A dix ans, le Billy avait déjà une sale gueule. Rouquin dépenaillé, son œil gauche qui disait merde à l’autre, les poings toujours serrés, il sentait l’embrouille et la castagne à plein nez. Il m’a tout de suite repéré. C’était pas difficile remarquez, j’étais le seul gosse à lui foutre la paix. Pas parce que j’étais plus gentil. Ça non.
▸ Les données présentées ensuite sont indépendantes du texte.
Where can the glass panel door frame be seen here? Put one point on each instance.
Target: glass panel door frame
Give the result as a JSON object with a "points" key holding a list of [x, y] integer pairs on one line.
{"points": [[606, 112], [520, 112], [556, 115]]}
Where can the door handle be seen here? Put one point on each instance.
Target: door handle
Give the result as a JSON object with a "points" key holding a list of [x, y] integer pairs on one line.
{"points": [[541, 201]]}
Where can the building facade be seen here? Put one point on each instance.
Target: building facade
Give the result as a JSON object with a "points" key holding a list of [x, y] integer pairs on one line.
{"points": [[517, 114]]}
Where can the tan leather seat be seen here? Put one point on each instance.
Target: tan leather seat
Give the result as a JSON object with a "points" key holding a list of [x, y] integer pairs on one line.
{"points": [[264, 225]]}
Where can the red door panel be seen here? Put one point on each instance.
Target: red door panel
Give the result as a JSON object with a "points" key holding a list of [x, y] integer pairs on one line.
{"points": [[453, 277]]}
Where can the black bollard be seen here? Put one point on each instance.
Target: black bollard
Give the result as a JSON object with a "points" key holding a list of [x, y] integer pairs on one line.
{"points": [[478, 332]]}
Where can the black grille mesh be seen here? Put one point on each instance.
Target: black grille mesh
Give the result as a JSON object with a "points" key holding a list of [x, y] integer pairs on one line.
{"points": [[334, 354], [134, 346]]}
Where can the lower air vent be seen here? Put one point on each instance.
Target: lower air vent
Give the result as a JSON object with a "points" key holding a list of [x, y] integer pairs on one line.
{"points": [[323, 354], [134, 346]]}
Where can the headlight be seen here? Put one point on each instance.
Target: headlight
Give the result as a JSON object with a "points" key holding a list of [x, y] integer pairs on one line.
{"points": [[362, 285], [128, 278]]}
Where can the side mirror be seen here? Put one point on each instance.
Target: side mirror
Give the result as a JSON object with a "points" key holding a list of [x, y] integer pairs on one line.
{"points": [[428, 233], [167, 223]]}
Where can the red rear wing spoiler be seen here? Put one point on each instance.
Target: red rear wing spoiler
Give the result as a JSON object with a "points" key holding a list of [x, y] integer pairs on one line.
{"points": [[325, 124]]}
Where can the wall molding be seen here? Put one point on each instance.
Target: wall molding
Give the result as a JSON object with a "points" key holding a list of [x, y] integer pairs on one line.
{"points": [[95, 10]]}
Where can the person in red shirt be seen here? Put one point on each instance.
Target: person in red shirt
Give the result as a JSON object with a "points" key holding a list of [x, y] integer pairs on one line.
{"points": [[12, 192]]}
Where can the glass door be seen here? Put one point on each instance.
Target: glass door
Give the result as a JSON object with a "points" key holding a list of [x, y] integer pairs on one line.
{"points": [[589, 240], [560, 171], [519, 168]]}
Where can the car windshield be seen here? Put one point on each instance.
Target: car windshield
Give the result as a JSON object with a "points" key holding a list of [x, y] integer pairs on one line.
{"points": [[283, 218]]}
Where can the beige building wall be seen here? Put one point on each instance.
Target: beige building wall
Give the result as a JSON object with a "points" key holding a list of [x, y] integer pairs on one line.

La meute n’avait tout simplement pas eu le temps de me bâfrer. Qu’est-ce qu’il risquait Billy à m’approcher ? Maigre comme j’étais, d’une baffe il pouvait se faire respecter. Je n’ai même pas essayé de lutter. Je m’emmerdais comme un rat mort, et mon père ne voyait pas d’un bon œil ce fils de rien, ce rejeton du mal. Alors bon, même s’il fallait lui faire ses devoirs, même si je n’avais jamais mon mot à dire, mon camp n’a pas été difficile à choisir.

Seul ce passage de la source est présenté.